Not everyone dreams of a white Christmas, if I have to hear Bing Crosby one more time I swear I'll make Dan Aykroyd in Trading Places look like Kris Kringle in the Miracle On 34th Street. Luckily Strut Records offers a surefire way to get some mistletoe smooching this yuletide: the newly released In the Christmas Groove.

Decades before Run DMC wrapped a rap about Christmas in Hollis, the Godfather of Soul, James Brown, was urging Santa to “go straight to the ghetto!” His JB's put out several holiday classics from the 60s into the 70s, and it's those tracks that inspired Strut (the cover art plays homage to Brown's In The Jungle Groove) to seek more, and more obscure, gifts from inner city's past.

And on the first day of Christmas, my bluesman Jimmy Reed gave to me (there are twelve cuts, one for each day); “Christmas Present Blues,” a tale that has Santa coming down a Windy City chimney, where a wha wha'd harmonica solo is smoking and the electric blues is burning.
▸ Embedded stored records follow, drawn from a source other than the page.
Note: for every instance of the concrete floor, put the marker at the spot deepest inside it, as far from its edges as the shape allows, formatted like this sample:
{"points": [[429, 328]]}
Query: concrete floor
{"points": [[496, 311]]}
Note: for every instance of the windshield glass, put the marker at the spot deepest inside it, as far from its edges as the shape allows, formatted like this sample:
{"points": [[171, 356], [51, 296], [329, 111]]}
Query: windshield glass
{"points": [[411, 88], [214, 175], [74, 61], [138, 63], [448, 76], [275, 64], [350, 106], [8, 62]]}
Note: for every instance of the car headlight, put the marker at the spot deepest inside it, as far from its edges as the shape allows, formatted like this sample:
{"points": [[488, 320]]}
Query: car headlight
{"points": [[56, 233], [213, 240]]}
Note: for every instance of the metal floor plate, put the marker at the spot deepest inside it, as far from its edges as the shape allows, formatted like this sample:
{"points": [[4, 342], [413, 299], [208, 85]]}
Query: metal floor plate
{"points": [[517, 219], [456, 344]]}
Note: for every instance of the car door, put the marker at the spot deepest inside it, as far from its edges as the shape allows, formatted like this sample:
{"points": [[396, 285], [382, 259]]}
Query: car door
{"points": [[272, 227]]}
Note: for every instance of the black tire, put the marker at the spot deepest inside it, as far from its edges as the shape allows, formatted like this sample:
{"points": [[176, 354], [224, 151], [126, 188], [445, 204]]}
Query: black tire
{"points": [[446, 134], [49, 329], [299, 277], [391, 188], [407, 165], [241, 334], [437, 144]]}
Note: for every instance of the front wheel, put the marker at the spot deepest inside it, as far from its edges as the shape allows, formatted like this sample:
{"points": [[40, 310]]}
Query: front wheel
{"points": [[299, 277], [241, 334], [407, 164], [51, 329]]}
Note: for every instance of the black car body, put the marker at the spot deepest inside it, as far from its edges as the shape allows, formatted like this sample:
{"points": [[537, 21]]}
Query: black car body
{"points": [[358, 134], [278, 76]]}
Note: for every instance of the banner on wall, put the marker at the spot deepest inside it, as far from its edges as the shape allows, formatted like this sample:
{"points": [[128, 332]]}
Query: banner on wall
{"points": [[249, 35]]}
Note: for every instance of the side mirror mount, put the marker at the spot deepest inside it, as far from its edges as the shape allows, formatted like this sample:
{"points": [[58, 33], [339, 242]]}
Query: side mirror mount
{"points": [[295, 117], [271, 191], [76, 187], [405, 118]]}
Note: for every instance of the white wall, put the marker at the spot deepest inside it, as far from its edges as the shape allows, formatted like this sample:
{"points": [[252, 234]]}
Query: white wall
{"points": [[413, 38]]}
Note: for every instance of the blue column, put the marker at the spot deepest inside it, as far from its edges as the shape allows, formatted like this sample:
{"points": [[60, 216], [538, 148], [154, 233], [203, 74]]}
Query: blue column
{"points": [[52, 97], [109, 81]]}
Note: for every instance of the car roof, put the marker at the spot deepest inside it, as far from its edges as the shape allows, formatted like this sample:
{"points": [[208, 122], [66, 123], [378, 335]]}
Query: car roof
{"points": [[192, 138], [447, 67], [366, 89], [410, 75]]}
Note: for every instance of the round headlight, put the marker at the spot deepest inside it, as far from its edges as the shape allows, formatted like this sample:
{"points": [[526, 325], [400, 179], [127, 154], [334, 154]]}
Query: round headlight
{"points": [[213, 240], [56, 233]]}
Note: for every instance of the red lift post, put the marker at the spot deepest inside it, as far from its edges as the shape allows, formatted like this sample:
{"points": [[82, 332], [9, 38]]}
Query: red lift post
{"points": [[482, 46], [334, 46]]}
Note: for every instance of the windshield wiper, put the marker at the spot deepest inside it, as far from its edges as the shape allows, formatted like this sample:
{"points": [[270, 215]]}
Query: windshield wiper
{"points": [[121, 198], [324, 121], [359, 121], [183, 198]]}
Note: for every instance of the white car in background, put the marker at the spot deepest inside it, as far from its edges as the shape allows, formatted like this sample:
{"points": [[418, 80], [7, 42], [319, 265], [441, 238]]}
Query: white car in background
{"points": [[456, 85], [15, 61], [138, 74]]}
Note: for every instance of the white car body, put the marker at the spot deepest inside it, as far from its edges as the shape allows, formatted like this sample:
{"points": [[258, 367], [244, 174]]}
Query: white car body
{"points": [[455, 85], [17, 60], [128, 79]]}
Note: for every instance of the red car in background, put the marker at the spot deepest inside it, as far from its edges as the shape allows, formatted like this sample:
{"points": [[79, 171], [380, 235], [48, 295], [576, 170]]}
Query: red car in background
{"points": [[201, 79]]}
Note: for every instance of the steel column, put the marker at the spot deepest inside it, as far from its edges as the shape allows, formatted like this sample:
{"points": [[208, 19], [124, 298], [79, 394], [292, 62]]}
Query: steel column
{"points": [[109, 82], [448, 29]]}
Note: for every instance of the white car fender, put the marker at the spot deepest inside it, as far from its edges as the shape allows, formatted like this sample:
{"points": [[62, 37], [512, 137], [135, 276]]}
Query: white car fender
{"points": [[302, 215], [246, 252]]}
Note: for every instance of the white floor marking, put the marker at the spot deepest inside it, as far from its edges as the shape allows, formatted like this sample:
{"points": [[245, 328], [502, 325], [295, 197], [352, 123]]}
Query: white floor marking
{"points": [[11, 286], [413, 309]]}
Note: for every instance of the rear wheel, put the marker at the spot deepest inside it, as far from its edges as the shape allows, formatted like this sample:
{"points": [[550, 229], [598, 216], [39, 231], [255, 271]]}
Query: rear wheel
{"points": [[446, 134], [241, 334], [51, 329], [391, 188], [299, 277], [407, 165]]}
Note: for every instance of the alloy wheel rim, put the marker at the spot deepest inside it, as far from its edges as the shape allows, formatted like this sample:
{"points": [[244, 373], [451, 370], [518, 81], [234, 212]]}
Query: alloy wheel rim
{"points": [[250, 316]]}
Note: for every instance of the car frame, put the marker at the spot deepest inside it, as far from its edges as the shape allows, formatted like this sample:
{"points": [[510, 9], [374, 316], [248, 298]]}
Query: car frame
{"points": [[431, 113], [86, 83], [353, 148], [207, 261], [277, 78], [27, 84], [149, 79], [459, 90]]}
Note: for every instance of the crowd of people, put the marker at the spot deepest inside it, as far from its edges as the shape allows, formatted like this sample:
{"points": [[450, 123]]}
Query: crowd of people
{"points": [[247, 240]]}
The Harlem Children's Chorus couldn't relate to Irving Berlin's white-washed holiday, and on “Black Christmas” (which sounds like an early Jackson 5 + 8) they, “dream of a night where black is just as beautiful as white.” More festive and jolly, but no less telling, is the Funk Machine's “Soul Santa,” where the singer asks, “wouldn't it be revealing if Santa had kinky black hair?”

While most of this record takes place somewhere between Stax and Motown, some moments take you to Seattle, Houston, Harlem, and even Hollywood. Capitol Records artist Sean Bonniwell (of the Music Machine) was previously in Zebra, where he wrote and produced, “Christmas Morning.” From 1969, the song soars with Afro-choral hallelujahs and a groovy bass that would have been perfect in Hair. And with more staying power than most novelty comps out there, Jimmy Jules' Philly-disco makes “The New Year” alive with the hope and optimism that comes with a clean-slate and new resolutions.